Когда наши путники добрались до дома боярина Степана Ивановича Колычева, в воздухе уже окончательно стемнело и в колычевских палатах царствовала полнейшая тишина, говорившая, что обитатели этого жилища уже покоились сладким сном. В комнатах было совсем темно, и только кое-где мерцали неугасимые лампады перед иконами. Не спал только сторож, сидевший у массивных ворот, закутавшись в темную овчинную шубу и казавшийся в полумраке какой-то громадной черной каменной глыбой.
– Ишь, добрые люди спать полегли, Богу помолясь, – проворчал старик Ермолай, кряхтя и слезая с лошади, – а там, поди, тьфу ты, Господи, еще бесов тешай пир во полупире, а бражники вполсыта наелись, в поя пьяна напилися…
Он стал расталкивать задремавшего сторожа, полушутя, полусердито ворча:
– Смотри, с шубой украдут!
Сторож вскочил, не поняв сразу, кто его будит, и бормоча в испуге:
– С нами крестная сила!
– Ишь, заспался, своих не признал! – проворчал Ермолай. – Ну, ну, отворяй ворота, не разбойники напали, а свои едут.
Сторож совсем уже очнулся и заторопился, вынимав засовы и гремя замком. Тяжелые ворота заскрипели и распахнулись.
Колычев, ничего не говоря, проворно соскочил с коня, прошел по темным путанным и сложным переходам и сеням дома и поднялся по лестнице в отведенный ему покой наверху, в повалуше. Он быстро разделся, помолился перед иконами, широко крестясь, и, отбив несколько земных поклонов, выпил большую закрытую крышкой кружку холодного квасу. Потом он улегся на застланную ему на ночь широкую лавку у стены, сладко зевая и вытягиваясь во весь свой богатырский рост.

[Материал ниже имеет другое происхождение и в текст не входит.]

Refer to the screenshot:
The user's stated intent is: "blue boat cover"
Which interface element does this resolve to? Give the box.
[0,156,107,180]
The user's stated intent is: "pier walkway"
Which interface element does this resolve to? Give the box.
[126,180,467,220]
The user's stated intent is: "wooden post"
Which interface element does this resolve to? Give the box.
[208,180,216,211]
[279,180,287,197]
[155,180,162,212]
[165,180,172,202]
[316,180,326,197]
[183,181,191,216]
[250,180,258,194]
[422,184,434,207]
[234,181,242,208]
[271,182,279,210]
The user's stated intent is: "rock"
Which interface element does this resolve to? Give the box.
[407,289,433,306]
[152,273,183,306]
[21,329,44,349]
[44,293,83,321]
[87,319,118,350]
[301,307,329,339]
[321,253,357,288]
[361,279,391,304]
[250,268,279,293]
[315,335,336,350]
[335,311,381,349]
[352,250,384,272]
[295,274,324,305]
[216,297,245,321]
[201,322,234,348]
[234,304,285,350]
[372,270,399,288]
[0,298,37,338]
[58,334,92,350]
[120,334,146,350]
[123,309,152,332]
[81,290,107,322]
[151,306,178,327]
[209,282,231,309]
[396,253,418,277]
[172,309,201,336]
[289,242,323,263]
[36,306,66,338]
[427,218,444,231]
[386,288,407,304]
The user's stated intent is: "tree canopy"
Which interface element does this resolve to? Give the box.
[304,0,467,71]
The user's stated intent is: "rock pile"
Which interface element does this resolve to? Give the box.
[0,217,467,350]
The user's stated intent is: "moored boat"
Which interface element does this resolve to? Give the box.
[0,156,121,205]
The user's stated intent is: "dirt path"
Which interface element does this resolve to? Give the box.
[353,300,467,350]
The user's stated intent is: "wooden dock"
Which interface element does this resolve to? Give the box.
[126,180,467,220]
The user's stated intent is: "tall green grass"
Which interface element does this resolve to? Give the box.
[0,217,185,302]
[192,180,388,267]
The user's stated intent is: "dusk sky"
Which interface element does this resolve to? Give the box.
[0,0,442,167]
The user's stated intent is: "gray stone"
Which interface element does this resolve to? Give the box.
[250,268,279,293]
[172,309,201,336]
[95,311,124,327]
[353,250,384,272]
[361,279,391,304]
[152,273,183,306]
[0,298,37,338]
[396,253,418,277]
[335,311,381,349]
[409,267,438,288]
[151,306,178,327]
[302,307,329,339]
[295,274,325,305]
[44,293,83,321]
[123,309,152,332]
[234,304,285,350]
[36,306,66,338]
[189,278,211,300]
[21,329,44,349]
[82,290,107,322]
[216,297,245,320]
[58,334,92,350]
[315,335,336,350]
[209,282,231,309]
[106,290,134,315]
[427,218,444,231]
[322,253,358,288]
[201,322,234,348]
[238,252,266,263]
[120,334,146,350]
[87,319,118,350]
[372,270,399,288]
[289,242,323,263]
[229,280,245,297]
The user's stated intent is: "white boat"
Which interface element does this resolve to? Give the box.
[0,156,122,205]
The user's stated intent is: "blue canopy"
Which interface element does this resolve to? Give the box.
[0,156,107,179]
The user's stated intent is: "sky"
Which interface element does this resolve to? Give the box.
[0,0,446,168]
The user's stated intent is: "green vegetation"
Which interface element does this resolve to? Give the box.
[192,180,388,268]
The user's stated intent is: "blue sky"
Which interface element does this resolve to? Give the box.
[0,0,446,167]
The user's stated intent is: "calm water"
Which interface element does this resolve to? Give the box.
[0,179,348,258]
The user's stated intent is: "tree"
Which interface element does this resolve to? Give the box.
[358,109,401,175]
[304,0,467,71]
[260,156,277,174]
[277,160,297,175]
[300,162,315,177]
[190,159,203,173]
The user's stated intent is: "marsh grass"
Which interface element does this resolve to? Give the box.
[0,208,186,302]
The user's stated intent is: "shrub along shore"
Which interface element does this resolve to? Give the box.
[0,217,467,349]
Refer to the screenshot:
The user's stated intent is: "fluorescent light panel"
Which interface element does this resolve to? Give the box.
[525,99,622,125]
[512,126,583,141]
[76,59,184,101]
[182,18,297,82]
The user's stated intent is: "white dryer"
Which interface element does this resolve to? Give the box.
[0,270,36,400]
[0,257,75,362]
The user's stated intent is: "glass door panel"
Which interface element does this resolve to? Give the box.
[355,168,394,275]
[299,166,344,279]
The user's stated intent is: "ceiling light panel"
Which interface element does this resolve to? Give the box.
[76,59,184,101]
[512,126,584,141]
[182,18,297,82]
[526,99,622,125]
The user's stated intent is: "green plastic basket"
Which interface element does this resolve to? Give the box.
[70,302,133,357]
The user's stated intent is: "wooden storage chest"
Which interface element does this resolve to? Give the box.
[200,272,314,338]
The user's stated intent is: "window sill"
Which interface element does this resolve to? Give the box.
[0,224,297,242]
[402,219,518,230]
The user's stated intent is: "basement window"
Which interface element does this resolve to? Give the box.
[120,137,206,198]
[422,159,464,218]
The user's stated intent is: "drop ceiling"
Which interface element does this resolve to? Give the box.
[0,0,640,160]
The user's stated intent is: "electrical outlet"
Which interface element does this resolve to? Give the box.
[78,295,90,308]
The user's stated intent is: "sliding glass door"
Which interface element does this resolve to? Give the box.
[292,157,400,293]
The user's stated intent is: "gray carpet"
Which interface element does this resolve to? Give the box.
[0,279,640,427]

Слышанные им сегодня вести не давали ему, однако покоя.
Великий князь хочет развестись, чтобы жениться на другой. Детей, наследников хочет иметь, а между тем среди новгородцев многие надеялись именно на то, что я великого князя не будет прямых наследников и что железная воля московских великих князей, только что собравших в одно целое все государство, ослабеет. Братья Василия и со своими уделами плохо справляются, и кто бы из них ни сел на московский престол, власть великокняжеская непременно ослабеет. Тогда новгородцы и псковичи, сильно подавленные и предвидевшие окончательную гибель всех своих старых порядков, вздохнут снова свободнее. Эту надежду тайно лелеяли тогда многие лучшие люди в новгородских областях, не любя и боясь великого князя Василия Ивановича. Эту же надежду питали и в старобоярской партии в Москве, где какие-нибудь надменные и кичливые князья Шуйские все еще не могли примириться с самодержавием Москвы, помня свое происхождение от независимых удельных князей. Новые слухи о разводе великого князя разбивали эти надежды и обещали, что престолонаследие перейдет по прямой линии. Но молодой Колычев, раздумывая об этих слухах, успокаивал себя тем, что духовенство не позволит великому князю попирать православные законы. Полновластный и неограниченный он самодержавец во всем, но не в том, что касается церкви. До сих пор еще никто из московских правителей не рисковал нарушать ее постановления. Она со своими законами и уставами стояла покуда выше власти московских великих князей. Так было всегда, так будет и теперь.